【影の女】


警備員の目をすり抜け、「彼女」の居る楽屋までは誰かに見つかって追い出される不安はまず無かった。
これでも泥棒やスリ、恐喝に博打に賭けボクシングといった裏社会にその身を染めてきた人間だ。
強面で目立つ外見はしているが人目を避けて行動するのには慣れている。

さすがに今日は公演日を挟んだ日曜の休日であるためか、そっと覗いた舞台の上では大道具の調整や修復、吊り物の位置確認、ライトの調整などが行われていて忙しそうだ。
さて、肝心の役者たちは今頃どこで練習をしているのだろうか?
もちろんこの男の目的は演舞の女神「ラウラ」。
これまでにも散々その柄に似合わずファンレターの数々や、花や、まっとうな手段で手に入れたわけではないにせよどんな女でも喜ばないはずがない宝石や毛皮を送ったりしたが、いずれも「ご厚意には大変感謝いたします、ですが劇団の方針によりお送りいただいた高価なお品はお受け取りすることが出来ません、なにとぞこの非礼をお許しください ラウラ」といかにも女性らしい繊細な筆跡で書かれたカードと共に返送されてきた。
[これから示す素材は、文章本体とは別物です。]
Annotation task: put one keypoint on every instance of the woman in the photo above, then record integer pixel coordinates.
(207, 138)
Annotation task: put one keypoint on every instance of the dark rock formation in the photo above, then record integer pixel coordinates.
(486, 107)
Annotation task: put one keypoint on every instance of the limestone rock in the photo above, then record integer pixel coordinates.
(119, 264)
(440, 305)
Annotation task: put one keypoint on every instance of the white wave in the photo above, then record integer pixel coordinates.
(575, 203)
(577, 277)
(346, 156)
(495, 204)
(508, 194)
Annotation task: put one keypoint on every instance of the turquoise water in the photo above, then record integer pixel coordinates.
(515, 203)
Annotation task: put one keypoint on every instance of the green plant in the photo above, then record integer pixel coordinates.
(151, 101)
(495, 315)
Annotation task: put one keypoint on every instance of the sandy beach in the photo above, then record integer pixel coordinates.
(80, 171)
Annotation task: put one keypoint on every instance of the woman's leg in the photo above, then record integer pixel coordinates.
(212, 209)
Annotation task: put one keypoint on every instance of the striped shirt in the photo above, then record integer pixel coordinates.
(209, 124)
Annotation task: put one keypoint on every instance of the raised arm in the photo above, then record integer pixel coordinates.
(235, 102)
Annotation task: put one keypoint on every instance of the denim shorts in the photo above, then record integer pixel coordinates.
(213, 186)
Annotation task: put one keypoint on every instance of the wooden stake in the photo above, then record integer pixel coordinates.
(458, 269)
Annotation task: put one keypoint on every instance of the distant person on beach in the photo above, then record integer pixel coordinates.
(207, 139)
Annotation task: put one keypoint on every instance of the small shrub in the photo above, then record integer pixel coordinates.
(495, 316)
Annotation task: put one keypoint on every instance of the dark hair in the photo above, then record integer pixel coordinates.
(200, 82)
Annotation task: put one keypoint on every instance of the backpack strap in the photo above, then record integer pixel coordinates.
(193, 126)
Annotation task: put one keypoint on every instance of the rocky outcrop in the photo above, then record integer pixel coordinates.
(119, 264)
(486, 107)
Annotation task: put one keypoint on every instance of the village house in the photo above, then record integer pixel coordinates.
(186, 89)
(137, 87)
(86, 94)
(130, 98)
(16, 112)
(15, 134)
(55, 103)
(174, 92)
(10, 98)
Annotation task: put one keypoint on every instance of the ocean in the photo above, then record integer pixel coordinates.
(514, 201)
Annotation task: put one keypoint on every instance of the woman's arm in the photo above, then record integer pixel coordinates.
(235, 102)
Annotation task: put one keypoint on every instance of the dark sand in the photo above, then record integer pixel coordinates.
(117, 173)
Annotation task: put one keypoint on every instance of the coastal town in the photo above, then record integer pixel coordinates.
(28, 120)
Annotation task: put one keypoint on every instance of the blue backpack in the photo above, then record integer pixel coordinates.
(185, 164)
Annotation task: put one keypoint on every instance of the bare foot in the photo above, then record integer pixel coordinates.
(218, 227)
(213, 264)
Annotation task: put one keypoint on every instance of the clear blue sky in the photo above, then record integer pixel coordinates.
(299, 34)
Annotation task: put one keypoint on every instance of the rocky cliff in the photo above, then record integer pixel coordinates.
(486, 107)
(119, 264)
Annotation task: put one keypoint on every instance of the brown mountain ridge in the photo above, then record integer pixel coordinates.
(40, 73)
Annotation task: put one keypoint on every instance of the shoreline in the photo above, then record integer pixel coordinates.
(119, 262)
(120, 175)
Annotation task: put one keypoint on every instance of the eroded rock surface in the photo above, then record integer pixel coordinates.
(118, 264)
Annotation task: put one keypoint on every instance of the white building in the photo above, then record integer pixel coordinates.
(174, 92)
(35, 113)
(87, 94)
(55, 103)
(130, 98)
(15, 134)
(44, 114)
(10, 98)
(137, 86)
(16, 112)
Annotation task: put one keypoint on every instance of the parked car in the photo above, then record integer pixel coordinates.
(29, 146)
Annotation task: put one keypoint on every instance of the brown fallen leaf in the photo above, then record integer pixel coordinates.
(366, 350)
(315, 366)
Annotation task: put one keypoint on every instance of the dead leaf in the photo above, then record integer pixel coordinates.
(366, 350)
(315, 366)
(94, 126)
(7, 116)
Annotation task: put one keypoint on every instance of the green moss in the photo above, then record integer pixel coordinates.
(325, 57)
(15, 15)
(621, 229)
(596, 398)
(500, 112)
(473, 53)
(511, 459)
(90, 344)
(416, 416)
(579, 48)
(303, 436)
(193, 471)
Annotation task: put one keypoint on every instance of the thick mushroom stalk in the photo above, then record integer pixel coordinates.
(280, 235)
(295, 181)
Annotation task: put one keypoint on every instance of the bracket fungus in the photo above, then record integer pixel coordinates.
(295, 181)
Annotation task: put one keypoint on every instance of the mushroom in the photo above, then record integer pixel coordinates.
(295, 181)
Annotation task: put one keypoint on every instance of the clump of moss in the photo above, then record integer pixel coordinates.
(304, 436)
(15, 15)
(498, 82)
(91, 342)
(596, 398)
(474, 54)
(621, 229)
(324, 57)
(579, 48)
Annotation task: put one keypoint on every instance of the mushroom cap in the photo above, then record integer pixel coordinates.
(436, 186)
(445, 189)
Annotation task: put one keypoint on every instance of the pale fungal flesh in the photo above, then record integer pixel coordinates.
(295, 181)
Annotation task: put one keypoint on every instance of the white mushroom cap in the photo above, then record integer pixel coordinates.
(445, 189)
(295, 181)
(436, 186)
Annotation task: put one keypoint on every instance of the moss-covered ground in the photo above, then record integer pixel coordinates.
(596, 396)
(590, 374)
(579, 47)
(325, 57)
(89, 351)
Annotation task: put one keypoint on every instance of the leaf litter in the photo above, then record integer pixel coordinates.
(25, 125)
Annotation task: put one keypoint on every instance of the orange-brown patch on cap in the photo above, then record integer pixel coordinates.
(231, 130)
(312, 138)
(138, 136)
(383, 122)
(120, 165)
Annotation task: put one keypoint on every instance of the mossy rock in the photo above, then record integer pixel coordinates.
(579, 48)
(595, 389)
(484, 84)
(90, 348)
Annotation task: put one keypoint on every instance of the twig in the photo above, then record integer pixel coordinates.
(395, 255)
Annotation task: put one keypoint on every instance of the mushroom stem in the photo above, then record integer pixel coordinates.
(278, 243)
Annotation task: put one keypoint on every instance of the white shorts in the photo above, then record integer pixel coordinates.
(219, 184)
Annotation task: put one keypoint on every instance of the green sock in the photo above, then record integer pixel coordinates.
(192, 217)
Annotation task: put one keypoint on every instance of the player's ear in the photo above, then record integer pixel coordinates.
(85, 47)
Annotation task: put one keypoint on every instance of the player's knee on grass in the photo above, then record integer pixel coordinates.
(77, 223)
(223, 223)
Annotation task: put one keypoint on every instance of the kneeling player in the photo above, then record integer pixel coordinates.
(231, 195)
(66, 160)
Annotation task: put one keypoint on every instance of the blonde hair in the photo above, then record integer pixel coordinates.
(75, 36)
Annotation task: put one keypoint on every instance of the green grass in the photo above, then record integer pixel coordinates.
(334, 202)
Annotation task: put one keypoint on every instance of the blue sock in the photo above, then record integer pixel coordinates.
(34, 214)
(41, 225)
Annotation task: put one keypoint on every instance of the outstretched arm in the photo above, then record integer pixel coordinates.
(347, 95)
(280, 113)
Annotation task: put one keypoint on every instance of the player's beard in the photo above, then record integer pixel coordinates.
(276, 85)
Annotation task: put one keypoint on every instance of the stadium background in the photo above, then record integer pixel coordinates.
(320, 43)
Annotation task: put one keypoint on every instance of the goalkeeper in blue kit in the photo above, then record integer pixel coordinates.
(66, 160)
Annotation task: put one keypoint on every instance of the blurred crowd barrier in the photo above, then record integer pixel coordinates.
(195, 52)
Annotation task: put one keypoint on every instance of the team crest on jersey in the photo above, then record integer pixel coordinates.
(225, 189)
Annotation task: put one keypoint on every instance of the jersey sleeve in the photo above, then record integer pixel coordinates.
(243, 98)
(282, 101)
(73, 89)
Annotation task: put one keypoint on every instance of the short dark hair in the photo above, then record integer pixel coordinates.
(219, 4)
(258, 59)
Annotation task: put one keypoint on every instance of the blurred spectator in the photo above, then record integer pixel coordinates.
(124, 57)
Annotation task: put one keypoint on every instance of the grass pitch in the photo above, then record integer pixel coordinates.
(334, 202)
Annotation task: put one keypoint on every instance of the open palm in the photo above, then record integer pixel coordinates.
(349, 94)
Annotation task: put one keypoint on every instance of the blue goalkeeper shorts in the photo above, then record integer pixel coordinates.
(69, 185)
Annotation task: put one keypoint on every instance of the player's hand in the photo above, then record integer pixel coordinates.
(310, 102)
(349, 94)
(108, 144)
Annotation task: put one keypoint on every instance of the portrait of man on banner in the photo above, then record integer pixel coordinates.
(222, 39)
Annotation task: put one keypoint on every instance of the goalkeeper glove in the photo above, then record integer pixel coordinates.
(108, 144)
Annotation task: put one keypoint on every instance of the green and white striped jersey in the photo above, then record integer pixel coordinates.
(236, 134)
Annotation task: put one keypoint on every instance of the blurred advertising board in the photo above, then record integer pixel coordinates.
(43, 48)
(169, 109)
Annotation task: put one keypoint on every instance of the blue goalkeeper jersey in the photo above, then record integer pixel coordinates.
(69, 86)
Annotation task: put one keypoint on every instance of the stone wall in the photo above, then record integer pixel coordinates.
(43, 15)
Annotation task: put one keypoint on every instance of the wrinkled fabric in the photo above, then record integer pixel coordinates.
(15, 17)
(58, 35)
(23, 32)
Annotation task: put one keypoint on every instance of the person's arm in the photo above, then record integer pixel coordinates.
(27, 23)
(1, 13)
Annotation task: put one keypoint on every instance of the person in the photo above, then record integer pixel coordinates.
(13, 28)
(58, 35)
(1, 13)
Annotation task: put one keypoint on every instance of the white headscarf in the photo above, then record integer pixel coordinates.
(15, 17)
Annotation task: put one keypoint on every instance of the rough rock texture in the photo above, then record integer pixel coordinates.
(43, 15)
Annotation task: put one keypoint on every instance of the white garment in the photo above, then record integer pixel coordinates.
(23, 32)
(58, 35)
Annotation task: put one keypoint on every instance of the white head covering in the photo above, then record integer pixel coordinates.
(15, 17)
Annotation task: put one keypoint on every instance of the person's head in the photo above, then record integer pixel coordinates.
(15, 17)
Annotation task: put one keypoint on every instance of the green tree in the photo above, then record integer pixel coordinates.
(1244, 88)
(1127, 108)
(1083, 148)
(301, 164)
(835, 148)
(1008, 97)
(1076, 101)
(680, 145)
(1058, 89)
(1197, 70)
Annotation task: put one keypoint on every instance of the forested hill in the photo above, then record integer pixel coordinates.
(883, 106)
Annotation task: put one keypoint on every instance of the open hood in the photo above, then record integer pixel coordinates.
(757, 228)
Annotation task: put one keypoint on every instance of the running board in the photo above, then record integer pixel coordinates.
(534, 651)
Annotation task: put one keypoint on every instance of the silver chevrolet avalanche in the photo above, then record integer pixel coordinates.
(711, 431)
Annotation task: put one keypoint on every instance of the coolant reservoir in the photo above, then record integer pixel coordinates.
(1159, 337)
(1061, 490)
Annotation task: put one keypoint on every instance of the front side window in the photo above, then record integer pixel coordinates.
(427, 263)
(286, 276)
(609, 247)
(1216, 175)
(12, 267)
花とファンレターだけは受け取ってもらえたらしいが。
余談だがこの「ラウラ」直筆のカードは男の宝物になっている。

しかし長いことおおっぴらに自慢できる人生を送ってこなかったこの男がなぜ今更「ラウラ」になど興味をもったというのか?
偶然、そう、それはまったくの偶然だったのだが、ある日ひょんなことから悪友に貰った舞台のチケットが手元にあった、丁度これといった仕事もなかった日だったので暇つぶし程度に「巷で大人気の女優」とやらを見てみようじゃないかと思ったのが切っ掛けだった。


その日、男は舞台の上の女神に一瞬で恋に落ちた。


以来、男の「あまり真っ当でなはい」稼ぎは生活費の以外のすべてが「ラウラ」の姿を見ることに当てられた。
もともと腕っ節が強く裏街道を歩いてきた身分であれば怖いものなどだんだんと無くなっていくらしい。
男は遠く離れた座席から愛しい「ラウラ」の姿を見るだけに飽き足らず、こうして無謀かつ大胆にも現在かの劇団が公演を行っているこの演舞場に忍び込んできたのである。
無論、目的は「ラウラ」の姿を近距離で盗み見ること、それからもしもっと欲深くあれば直接この手で彼女に触れたいとさえ考えていたのだった。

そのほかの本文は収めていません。